Brandt v. Riordan

547 So. 2d 569 | Ala. Civ. App. | 1989

547 So.2d 569 (1989)

Richard L. BRANDT
v.
Sharon Brandt RIORDAN.

Civ. 6913.

Court of Civil Appeals of Alabama.

June 14, 1989.

*570 J. Cliff Heard of Benkwith & Heard, Montgomery, for appellant.

Pamela J. Gooden of Pilgrim & Gooden, Montgomery, for appellee.

ROBERTSON, Judge.

This is a petition-to-modify case involving the child support guidelines.

Richard L. Brandt (appellant) and Sharon Brandt Riordan (appellee) were divorced by final decree on June 19, 1987, after an ore tenus proceeding in the Circuit Court of Montgomery County. Following another ore tenus hearing on a motion to amend, an amended order was entered on August 3, 1987. The pertinent parts of the two orders regarding this appeal are the custody and child support orders. The June 19 decree granted custody of the two minor children to appellee and ordered certain child support provisions which included the payment of $450 per month per child by appellant. The August 3 order, among other things, amended that amount down to $375 per month per child. No appeal was taken.

On March 8, 1988, pursuant to a joint petition to modify wherein both parties were represented by counsel, the final decree of divorce was modified by placing custody of one minor child with appellant and terminating the child support as to that child. No request was made regarding the remaining child support payment.

On August 17, 1988, appellant filed a petition to show cause and for modification.
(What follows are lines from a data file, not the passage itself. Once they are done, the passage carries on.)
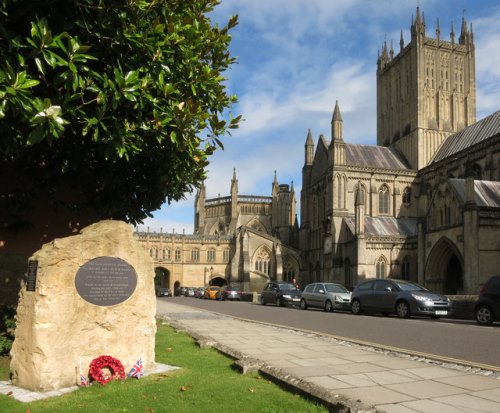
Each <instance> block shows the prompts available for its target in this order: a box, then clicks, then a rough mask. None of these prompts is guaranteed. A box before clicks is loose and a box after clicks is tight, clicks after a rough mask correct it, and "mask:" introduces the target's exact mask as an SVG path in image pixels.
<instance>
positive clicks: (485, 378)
mask: <svg viewBox="0 0 500 413" xmlns="http://www.w3.org/2000/svg"><path fill="white" fill-rule="evenodd" d="M157 303H158V307H157V316H158V317H159V318H162V319H164V320H165V321H166V322H167V323H168V324H170V325H172V326H173V327H174V328H176V329H182V330H185V331H186V332H187V333H188V334H190V335H191V336H192V337H194V338H195V339H196V340H197V341H198V343H199V345H200V346H212V347H214V348H217V349H218V350H219V351H221V352H223V353H225V354H227V355H229V356H231V357H233V358H235V360H236V365H238V366H239V367H240V368H241V370H242V372H243V373H245V372H247V371H249V370H252V369H253V370H259V371H260V372H262V373H264V374H267V375H270V376H273V377H275V378H276V379H278V380H280V381H282V382H284V383H287V384H289V385H290V386H292V387H294V388H295V389H296V390H299V391H301V392H305V393H308V394H310V395H312V396H314V397H316V398H319V399H321V400H322V401H324V402H325V403H326V404H327V405H329V406H330V407H331V411H338V412H353V413H354V412H358V413H360V412H366V413H368V412H370V413H372V412H387V413H410V412H411V413H415V412H420V413H455V412H461V413H463V412H467V413H475V412H491V413H500V374H499V373H495V372H491V371H484V370H480V369H478V368H472V367H467V366H458V365H451V364H442V363H438V362H435V361H431V360H425V359H422V358H418V357H412V356H409V355H402V354H396V353H394V352H388V351H385V350H380V349H376V348H371V347H366V346H361V345H358V344H354V343H349V342H346V341H339V340H336V339H334V338H332V337H328V336H322V335H319V334H312V333H311V332H301V331H297V330H292V329H287V328H283V327H277V326H273V325H269V324H263V323H257V322H250V321H247V320H240V319H237V318H234V317H230V316H225V315H221V314H217V313H212V312H207V311H202V310H199V309H196V308H193V307H189V306H184V305H178V304H173V303H171V302H169V301H168V300H157ZM492 350H493V351H499V350H498V349H492Z"/></svg>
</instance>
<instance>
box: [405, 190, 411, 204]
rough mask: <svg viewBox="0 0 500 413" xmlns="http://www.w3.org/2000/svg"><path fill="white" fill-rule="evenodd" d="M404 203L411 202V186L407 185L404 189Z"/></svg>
mask: <svg viewBox="0 0 500 413" xmlns="http://www.w3.org/2000/svg"><path fill="white" fill-rule="evenodd" d="M403 204H406V205H409V204H411V188H410V187H406V188H405V189H404V191H403Z"/></svg>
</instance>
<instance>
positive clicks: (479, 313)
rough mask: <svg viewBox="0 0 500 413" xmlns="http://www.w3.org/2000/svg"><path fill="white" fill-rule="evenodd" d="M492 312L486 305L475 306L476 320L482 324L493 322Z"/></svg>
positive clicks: (491, 322) (486, 323)
mask: <svg viewBox="0 0 500 413" xmlns="http://www.w3.org/2000/svg"><path fill="white" fill-rule="evenodd" d="M493 318H494V317H493V312H492V311H491V308H490V307H488V306H487V305H481V306H479V307H477V308H476V321H477V323H478V324H480V325H482V326H488V325H490V324H491V323H493Z"/></svg>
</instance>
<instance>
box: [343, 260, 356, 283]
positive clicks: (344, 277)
mask: <svg viewBox="0 0 500 413" xmlns="http://www.w3.org/2000/svg"><path fill="white" fill-rule="evenodd" d="M344 282H345V284H344V285H345V286H346V287H347V288H352V287H354V282H353V280H352V275H351V261H349V258H346V259H345V261H344Z"/></svg>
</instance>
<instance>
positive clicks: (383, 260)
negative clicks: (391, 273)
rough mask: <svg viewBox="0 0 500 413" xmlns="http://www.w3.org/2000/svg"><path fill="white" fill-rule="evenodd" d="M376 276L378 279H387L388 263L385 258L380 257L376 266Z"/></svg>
mask: <svg viewBox="0 0 500 413" xmlns="http://www.w3.org/2000/svg"><path fill="white" fill-rule="evenodd" d="M375 273H376V274H375V275H376V277H377V278H385V274H386V262H385V258H384V257H380V258H379V259H378V261H377V264H376V265H375Z"/></svg>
No issue is before this court as to the show cause part of the petition, only the modification part wherein appellant sought a reduction of the remaining child support payment. After an ore tenus proceeding the trial court entered an order on December 22, 1988, making certain findings and reducing the child support payment to $325 per month and reducing some of appellant's medical expense obligations. On January 20, 1989, appellant filed a motion to alter, amend or vacate judgment wherein his main argument was that the amount of $325 substantially deviated from the provision of Rule 32 of the Alabama Rules of Judicial Administration, child support guidelines. Following another ore tenus proceeding, the trial court entered an order on February 15, 1989, making extensive findings of fact and denying appellant's motion. This appeal follows.

The single issue argued by appellant is that the award by the trial court was an abuse of discretion when compared to the child support guidelines.

Rule 32, Rules of Judicial Administration, became effective on October 1, 1987. As noted in section (A) of Rule 32, the guidelines are not binding on the courts and are intended to be guidelines only, Davis v. Davis, 535 So.2d 183 (Ala.Civ.App. 1988).

In the parties' joint petition to modify in March 1988, after the guidelines had been in effect over five months, no request was made of the trial court to consider the guidelines in regard to the remaining child support payment.

The record reflects that the appellant did not object to the remaining $375 support payment until the August 1988 petition was filed. Following an ore tenus proceeding, the trial court did in fact reduce the child support payment to $325 per month, due to a slight decrease in appellant's gross income and slight increase in appellee's gross income.

The modification of child support is a matter strictly within the trial court's discretion and will not be disturbed upon appeal unless there is a clear abuse of discretion. *571 Bass v. Bass, 475 So.2d 1196 (Ala. Civ.App.1985).

Finding no abuse of discretion by the trial court, we affirm.

The appellee's request for an attorney's fee is granted in the amount of $500.

AFFIRMED.

INGRAM, P.J., and RUSSELL, J., concur.